За прошедшую неделю Саломея исследовала дом от крыши до сырого подвала, в котором сохранились пыльные банки с красными помидорами, зелеными огурцами и маринованным болгарским перцем. Банки занимали длинную полку, которая обрывалась у крохотной, в полметра высотой, двери. За дверью находилась еще одна комнатушка, тоже с полками, но другими. На этих обитали бутылки черного стекла и деревянный бочонок с латунным носиком. Пристегнутая к бочке медная кружка покрылась зеленоватым налетом, а вино прокисло.
Были в подвалах и мясные крюки, ныне пустующие. И каменные ячейки для сыров. И ручная мельница, и много всего иного, заброшенного, но интересного.
Интересности Саломея любила.
А вот женщина, нанятая Олегом на хозяйство, явно невзлюбила Саломею. Впрочем, могло статься, что нелюбовь эта распространялась куда дальше Саломеи и затрагивала всех обитателей дома.
Женщину звали Еленой, но была она отнюдь не прекрасна. Рослая, но излишне худая, она тяготела к строгим нарядам унылых цветов, из украшений признавая лишь брошь-камею. Длинные волосы Елена заплетала в косу, которую подвязывала к шее черной полотняной лентой. Лишь руки у Елены были хороши, белокожи, мягки, с аккуратной формы ладонями и пальцами да идеальными ногтями.

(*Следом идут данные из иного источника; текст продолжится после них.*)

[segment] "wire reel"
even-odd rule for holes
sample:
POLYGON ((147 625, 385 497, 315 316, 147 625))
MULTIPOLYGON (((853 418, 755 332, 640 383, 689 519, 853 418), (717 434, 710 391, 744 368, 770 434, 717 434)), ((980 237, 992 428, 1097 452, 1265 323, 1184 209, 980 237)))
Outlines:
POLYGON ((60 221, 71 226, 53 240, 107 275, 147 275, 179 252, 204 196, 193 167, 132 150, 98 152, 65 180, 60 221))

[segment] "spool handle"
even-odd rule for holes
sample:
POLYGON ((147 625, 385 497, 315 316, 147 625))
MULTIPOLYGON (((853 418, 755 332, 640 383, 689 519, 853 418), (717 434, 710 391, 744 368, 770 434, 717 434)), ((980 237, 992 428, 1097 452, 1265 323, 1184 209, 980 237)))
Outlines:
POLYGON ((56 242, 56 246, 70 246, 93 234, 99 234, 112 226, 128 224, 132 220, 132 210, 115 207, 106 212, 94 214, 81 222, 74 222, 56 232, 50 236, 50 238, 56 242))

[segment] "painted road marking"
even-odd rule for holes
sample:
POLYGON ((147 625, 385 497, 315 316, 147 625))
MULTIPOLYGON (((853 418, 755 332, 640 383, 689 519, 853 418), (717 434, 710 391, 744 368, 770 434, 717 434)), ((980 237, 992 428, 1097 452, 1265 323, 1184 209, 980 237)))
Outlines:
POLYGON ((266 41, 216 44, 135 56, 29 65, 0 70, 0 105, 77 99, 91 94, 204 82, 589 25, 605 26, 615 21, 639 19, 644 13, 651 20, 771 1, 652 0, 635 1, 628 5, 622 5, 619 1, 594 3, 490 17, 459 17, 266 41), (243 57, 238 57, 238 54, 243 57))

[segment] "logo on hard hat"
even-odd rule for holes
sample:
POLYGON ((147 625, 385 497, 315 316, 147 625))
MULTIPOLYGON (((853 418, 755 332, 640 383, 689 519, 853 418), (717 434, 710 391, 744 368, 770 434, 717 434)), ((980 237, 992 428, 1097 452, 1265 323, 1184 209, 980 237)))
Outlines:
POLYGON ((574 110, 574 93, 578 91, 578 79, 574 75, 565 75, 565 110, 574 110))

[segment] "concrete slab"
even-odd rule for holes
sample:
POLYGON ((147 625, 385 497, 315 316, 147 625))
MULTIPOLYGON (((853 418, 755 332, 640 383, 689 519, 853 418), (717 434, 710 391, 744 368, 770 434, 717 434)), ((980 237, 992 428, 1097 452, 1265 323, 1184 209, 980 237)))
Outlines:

Эти руки, по виду не привычные к работе, ловко управлялись и со щеткой из гусиных перьев, и с пылесосом, и с кухонной утварью. Они умели шить и резать. Второе нравилось им куда больше. Саломея видела, как колдовала Елена с ножами: лезвие мелькало в воздухе, сухо постукивая по деревянной доске. Падали луковые колечки идеальной формы и равной толщины.
– А у меня так не получается, – сказала тогда Саломея, еще надеясь разговорить Елену. Но та ничего не ответила.
Зато стоило зайти в подвал, как Елена бросала все дела и устремлялась следом. Она точно боялась, что Саломея вынесет из сырой утробы дома… что? Огурцы прошлогодней закатки? Кислое вино? Зеленую кружку? Или мраморный гнет, которым полагалось давить сыры?
И если так, то кому полагалось?
Кто ставил закатки? Занимался огородом, сажал, полол, чтобы после возиться, распихивая зеленые колючие огурчики по банкам, добавляя смородиновый лист и укроп, черные горошины перца и вишневые веточки для аромата. Кто делал маринады? Заливал? Закатывал?
Татьяна?
Когда Саломея спросила об этом Олега, он лишь плечом дернул и сказал, что понятия не имеет, кто делал, но точно не Татьяна. Тамара подтвердила – ее сестра не испытывала тяги к делам домашним. А вот Сергей маринады любил.
Сергея убили. Марию Петровну убили. И полицейский, притворявшийся смешным и равнодушным, советовал всем разъехаться, но уезжать никто и не подумал. Зато в доме появилась Елена Ужасная.
Впрочем, вся прошедшая неделя была в меру обыкновенной.
Хмурый понедельник и встреча за пустым столом, который достаточно велик, чтобы люди не нарушали чужое частное пространство. Тамарина бледность и суета ее супруга, старавшегося казаться мелким и незаметным. Контролируемая злость Олега. Воркование Киры, что, казалось, не видела никого и ничего, кроме сына. Отупелое равнодушие Галины, которая и за столом продолжала грызть семечки. Рядом с ее алюминиевой тарелкой росла гора шелухи.